Ela se levantou, o olhar vagando pelo vazio, como quem buscava respostas num horizonte invisível.
"Não posso continuar assim, ele não vale estas lágrimas."
Contudo, sete anos compartilhados não desapareciam como marcas de giz numa lousa. Era como tentar extrair uma parte vital de si mesma. Era uma ferida que exigia seu tempo natural para cicatrizar.
Diante dos outros, mantinha a fachada de fortaleza inexpugnável. Apenas ela conhecia a amargura que corroía seu interior.
"As mágoas são como feridas abertas. Primeiro vem a dor aguda, depois a lenta recuperação, até que um dia, quase sem perceber, já não doem tanto."
Se apoiando na beirada do colchão, ela se ergueu com esforço. Se dirigiu à janela e esperava que a brisa fresca pudesse limpar seus pensamentos tumultuados.
Foi então que a cena no jardim capturou sua atenção. Clara, solícita, guiava Sandro pelo caminho de pedras.
Clara estava ali por obra de Maria.
Maria tinha um plano claro: fazer Isabela testemunhar a proximidade de Sandro com outra mulher, destroçando qualquer sonho de reconciliação.
Na interpretação distorcida de Maria, aquele reencontro na Serra Verde não passava de uma estratégia elaborada por Isabela, usando Danilo como instrumento para reconquistar Sandro.
Isso Maria não podia permitir.
Afinal, não faltavam oportunistas ansiosos por se infiltrar no círculo privilegiado da família Neves.
E por ironia do destino, justamente a herdeira da família Neves tinha se apaixonado pelo seu filho. Uma carta de sorte no jogo da vida. Uma chance que não se repetia.
Maria jamais permitiria que Isabela desfizesse esse casamento valioso.
Com apenas um filho, Maria depositava nele todas as conquistas que não conseguiu para si. Se ao menos tivesse tido uma filha também...
Na sociedade, o primogênito da família Neves não era chamado de "príncipe da alta sociedade" à toa.
O império financeiro da família Neves ultrapassava qualquer estimativa. Havia um legado monumental à espera de um herdeiro, e além do patrimônio, o próprio sucessor era excepcional. Formação internacional, inteligência privilegiada, e talento natural para os negócios. As famílias mais influentes do país competiriam ferozmente por uma aliança.
Porém, ele cultivava a discrição, passava temporadas extensas no exterior, e seu círculo era extremamente restrito.

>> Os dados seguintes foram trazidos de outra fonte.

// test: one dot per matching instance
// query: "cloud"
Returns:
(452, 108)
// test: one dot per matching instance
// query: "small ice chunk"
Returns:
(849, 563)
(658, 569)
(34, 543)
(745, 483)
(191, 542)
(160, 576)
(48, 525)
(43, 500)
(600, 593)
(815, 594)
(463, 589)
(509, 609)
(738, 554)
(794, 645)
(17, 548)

Mesmo que Maria tivesse uma filha, seria quase impossível colocá-la na órbita da família Neves.
Mas ela tinha seu filho. Um rapaz de aparência privilegiada. E se Sandro se unisse a Clara, a fusão das duas famílias elevaria o status da família Marques a um patamar extraordinário.
Quanto as famílias Gomes, Alves e Santos? Nenhuma dessas linhagens se compararia ao que eles poderiam se tornar.
Além disso, a Serra Verde oferecia o ambiente ideal para que esse romance florescesse. Um refúgio encantador, isolado do mundo, propício para o nascimento de sentimentos profundos.